Tuesday, November 13, 2018
And when they had brought them, they set them before the council. And the high priest questioned them, saying, “We strictly charged you not to teach in this name, yet here you have filled Jerusalem with your teaching, and you intend to bring this man’s blood upon us.” But Peter and the apostles answered, “We must obey God rather than men. The God of our fathers raised Jesus, whom you killed by hanging him on a tree. God exalted him at his right hand as Leader and Savior, to give repentance to Israel and forgiveness of sins. And we are witnesses to these things, and so is the Holy Spirit, whom God has given to those who obey him” (Acts 5:27-32).

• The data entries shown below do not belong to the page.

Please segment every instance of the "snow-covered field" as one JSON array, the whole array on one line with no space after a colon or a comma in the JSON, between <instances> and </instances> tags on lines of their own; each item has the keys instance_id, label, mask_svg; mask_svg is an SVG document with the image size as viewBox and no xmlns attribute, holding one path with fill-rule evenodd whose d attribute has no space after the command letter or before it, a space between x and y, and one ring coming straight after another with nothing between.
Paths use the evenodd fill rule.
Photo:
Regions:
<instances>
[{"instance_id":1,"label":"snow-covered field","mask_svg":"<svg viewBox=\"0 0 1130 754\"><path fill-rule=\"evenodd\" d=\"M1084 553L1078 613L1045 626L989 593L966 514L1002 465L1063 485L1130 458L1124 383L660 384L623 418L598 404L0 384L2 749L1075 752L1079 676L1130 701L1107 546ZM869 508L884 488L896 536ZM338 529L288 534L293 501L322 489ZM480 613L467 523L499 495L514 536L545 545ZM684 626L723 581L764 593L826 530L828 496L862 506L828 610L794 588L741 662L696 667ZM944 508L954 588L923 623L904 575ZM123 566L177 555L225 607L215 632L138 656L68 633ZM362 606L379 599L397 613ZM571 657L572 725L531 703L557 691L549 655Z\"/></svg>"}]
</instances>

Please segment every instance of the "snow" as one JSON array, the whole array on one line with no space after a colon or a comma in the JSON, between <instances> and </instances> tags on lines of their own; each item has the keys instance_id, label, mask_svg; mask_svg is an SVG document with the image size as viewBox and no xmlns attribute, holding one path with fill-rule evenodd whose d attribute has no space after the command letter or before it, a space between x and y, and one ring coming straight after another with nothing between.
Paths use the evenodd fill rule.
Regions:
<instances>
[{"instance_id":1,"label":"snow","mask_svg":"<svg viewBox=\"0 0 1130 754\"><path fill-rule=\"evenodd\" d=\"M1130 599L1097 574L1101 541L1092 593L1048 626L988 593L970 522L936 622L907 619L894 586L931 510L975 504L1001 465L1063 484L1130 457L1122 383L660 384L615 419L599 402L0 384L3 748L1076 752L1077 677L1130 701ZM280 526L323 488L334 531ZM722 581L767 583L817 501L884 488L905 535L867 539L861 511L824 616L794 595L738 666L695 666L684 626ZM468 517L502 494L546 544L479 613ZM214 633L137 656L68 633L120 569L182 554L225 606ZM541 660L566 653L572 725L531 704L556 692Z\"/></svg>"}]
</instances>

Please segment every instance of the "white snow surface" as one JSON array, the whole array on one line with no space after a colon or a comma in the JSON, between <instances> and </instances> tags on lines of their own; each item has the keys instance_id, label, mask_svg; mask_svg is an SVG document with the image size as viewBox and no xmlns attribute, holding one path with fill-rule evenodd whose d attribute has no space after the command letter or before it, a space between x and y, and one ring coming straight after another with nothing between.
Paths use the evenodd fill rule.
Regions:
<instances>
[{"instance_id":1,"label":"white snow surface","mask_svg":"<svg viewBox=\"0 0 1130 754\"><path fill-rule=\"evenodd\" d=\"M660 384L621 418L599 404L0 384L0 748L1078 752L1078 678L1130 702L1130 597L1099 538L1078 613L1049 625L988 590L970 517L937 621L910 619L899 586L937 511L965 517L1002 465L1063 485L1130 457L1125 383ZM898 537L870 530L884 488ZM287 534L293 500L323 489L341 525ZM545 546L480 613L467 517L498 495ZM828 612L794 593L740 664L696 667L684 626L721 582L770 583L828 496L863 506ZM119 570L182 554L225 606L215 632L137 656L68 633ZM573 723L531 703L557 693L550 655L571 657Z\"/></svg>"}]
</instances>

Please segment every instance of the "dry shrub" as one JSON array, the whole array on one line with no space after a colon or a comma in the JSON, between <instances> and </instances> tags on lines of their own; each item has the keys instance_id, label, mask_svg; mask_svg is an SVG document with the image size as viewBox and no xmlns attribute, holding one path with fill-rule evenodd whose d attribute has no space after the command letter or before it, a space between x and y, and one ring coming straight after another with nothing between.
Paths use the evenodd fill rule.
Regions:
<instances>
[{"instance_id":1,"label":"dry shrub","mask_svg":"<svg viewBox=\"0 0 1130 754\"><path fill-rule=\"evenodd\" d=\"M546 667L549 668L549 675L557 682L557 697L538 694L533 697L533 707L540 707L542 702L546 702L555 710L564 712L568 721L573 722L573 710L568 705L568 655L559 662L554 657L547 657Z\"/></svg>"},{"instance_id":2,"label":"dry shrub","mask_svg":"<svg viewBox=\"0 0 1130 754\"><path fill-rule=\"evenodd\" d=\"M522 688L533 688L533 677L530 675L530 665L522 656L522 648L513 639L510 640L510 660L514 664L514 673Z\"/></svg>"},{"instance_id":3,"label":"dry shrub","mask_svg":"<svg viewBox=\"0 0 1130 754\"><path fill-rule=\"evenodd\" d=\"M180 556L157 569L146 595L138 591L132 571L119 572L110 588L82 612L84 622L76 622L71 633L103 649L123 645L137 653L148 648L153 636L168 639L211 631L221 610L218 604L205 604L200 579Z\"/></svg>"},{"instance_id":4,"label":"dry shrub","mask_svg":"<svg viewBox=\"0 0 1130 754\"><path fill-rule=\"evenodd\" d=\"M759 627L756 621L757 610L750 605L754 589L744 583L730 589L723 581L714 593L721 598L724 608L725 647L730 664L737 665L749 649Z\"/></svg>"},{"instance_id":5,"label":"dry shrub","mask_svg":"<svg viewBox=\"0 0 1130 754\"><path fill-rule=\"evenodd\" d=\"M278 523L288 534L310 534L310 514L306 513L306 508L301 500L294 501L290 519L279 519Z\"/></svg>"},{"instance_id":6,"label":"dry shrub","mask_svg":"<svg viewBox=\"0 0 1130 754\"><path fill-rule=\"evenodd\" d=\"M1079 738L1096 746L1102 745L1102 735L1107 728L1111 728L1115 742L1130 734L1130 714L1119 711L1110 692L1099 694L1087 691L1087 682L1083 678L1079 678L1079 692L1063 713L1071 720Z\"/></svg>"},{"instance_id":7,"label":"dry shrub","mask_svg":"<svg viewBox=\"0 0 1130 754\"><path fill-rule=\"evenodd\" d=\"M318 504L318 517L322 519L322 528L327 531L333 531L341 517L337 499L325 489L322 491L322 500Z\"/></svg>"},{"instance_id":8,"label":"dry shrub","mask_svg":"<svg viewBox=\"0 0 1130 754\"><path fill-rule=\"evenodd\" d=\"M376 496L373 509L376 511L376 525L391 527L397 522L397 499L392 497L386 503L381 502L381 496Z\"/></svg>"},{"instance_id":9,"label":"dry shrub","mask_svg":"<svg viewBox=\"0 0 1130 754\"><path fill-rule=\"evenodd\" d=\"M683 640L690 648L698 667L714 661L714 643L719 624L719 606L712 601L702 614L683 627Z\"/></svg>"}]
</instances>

The apostles were brought before the Jewish leaders again to answer for their disobedience. They had been strictly charged not to teach in the name of Jesus Christ. They answered even more clearly than before… “We must obey God rather than men”. Disciples like you and me are consistently faced with the same choice, to obey God or men because we live in a fallen and unbelieving world. Jesus said obedience is evidence of true love… “If you love me, you will keep my commandments” (John 14:15). He went on to say that there are wonderful blessings for obedience, the best of which is growing intimacy and fellowship with the Father and His Son… “If anyone loves me, he will keep my word, and my Father will love him, and we will come to him and make our home with him” (John 14:23). Today we see that the apostles experienced three wonderful blessings as the result of their choice to obey God rather than men, and we are encouraged to follow their example so that we might also enjoy the blessings of obedience.
Obedient disciples receive the Holy Spirit. Jesus promised the gift of the Holy Spirit to more than 500 followers just before His ascension… “Behold, I am sending the promise of my Father upon you. But stay in the city until you are clothed with power from on high” (Luke 24:49). Those who obeyed His command received the fulfillment of the promise on the day of Pentecost… “When the day of Pentecost arrived, they were all together in one place. And suddenly there came from heaven a sound like a mighty rushing wind, and it filled the entire house where they were sitting. And divided tongues as of fire appeared to them and rested on each one of them. And they were all filled with the Holy Spirit and began to speak in other tongues as the Spirit gave them utterance” (Acts 2:1-4). As Christ’s disciples, we have this same promise… “Peter said to them, ‘Repent and be baptized every one of you in the name of Jesus Christ for the forgiveness of your sins, and you will receive the gift of the Holy Spirit. For the promise is for you and for your children and for all who are far off, everyone whom the Lord our God calls to himself’” (Acts 2:38-39). As we increasingly obey the Lord we can expect His Holy Spirit to fill and lead us more and more.
Obedient disciples receive boldness to witness. Despite being commanded not to teach in the name of Jesus Christ, the apostles were fully engaged in healing, delivering, and sharing the gospel in His name. There was no fear in their hearts because their obedience reflected the love for Christ that filled their hearts and Christ’s love drives away fear… “There is no fear in love, but perfect love casts out fear. For fear has to do with punishment, and whoever fears has not been perfected in love” (1 John 4:18). Their obedience led to boldness because they were so filled with the Holy Spirit’s power there was no room for any fear in their hearts… “for God gave us a spirit not of fear but of power and love and self-control” (2 Timothy 1:7). Our increasing obedience leads to increasing boldness and confidence in serving Christ.
Obedient disciples experience success. The Jewish elders confirmed the Lord’s anointing and blessing on the ministry of the apostles with the words… “you have filled Jerusalem with your teaching”. Obedience places us in position to receive God’s blessing as we serve Him… “Blessed rather are those who hear the word of God and keep it!” (Luke 11:28). Our increasing obedience yields God’s increasing blessing on our efforts to serve Him and to share His glorious gospel.
As we grow up into Christ, listening to and obeying His precious word, we increasingly enjoy…The Blessings of Obedience.